Cette théorie a suscité de nombreux travaux et de nombreux commentaires en particulier


parce qu’elle offre une clé de lecture assez caricaturale des relations internationales. Ceci dit
en présence d’un état qui déclarait livrer une guerre sans merci contre les « forces du mal »
pour assurer la sécurité du monde et ceci en investissant des territoires sans aucun mandat des
nations unies. Cette théorie semble encore détenir un pouvoir explicatif ne serait ce que pour
comprendre les schémas mentaux qui alimentent la réflexion et qui ont justifié la position de
ce pays à l’égard des autres pays de la planète.

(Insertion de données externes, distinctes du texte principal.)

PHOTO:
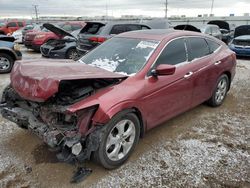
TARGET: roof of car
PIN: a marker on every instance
(158, 34)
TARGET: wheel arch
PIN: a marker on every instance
(129, 109)
(229, 75)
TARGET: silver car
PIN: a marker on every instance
(213, 30)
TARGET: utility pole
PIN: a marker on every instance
(36, 11)
(212, 6)
(166, 9)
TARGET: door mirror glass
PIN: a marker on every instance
(163, 69)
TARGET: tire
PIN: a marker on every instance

2- La théorie des régimes internationaux

Pour des auteurs cette théorie apparait comme un complément plutôt que comme un
concurrent de la théorie de la stabilité hégémonique. La notion de régime international part de
l’idée d’un monde sans hégémonie. Dans ce contexte, la coordination entre les états est
rendue plus difficile mais la coopération peut conduire à la constitution de régimes
internationaux. Robert Krasner dans un article paru en 1983 introduit une définition des
régimes internationaux qui fait aujourd’hui encore figure de référence pour ses défenseurs
comme pour ses détracteurs. Les régimes internationaux désignent « les
principes, normes, règles et processus de décision
autour desquelles convergent les anticipations des
acteurs dans un domaine précis d’interaction ». Malgré
le caractère relativement flou de cette définition on retient la division hiérarchique suivante
entre les quatre attributs du régime. Les deux premiers attributs (les principes et les normes)

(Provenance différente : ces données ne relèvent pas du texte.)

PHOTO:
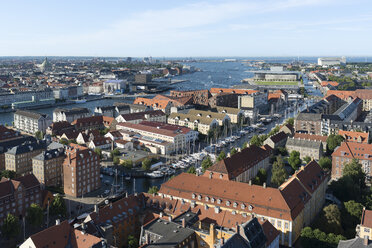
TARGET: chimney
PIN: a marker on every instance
(365, 241)
(212, 233)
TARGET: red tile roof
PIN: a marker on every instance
(366, 218)
(354, 150)
(354, 136)
(239, 162)
(284, 203)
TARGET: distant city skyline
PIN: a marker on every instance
(186, 29)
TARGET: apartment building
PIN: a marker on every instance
(138, 117)
(236, 115)
(199, 97)
(19, 158)
(306, 147)
(288, 208)
(69, 115)
(81, 171)
(364, 229)
(17, 195)
(348, 151)
(47, 167)
(242, 166)
(158, 138)
(31, 122)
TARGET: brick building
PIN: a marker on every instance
(348, 151)
(16, 195)
(81, 171)
(47, 167)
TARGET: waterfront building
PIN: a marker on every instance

désignent les finalités du régime et se sont des éléments invariants qui désignent les buts
fondamentaux (principes) et les droits et obligations (normes). D’un point de vue hiérarchique
ce sont les attributs principaux des régimes. Les deux attributs suivants (règles et processus de
décision) sont généralement considérés comme secondaires. Il s’agit d’éléments variables qui
désignent les instruments dont les régimes disposent pour remplir leurs objectifs. L’idée est
que les régimes sont multiples, ils opèrent dans un nombre important de domaines, et cette
multiplicité offre la possibilité d’aboutir à une stabilité des relations internationales même en
l’absence d’un hégémon. Pour chaque domaine des relations économiques et politiques
internationales, dans le domaine du commerce ou de la finance par exemples, une négociation
s’instaure entre les pays pour aboutir à une sorte de hiérarchie enchevêtrée où les forces des
uns vont contrebalancée celles des autres. Le monde n’est plus dominé par un seul acteur mais
la pluralité des régimes va faire jouer des rapports de force qui sont beaucoup plus complexes.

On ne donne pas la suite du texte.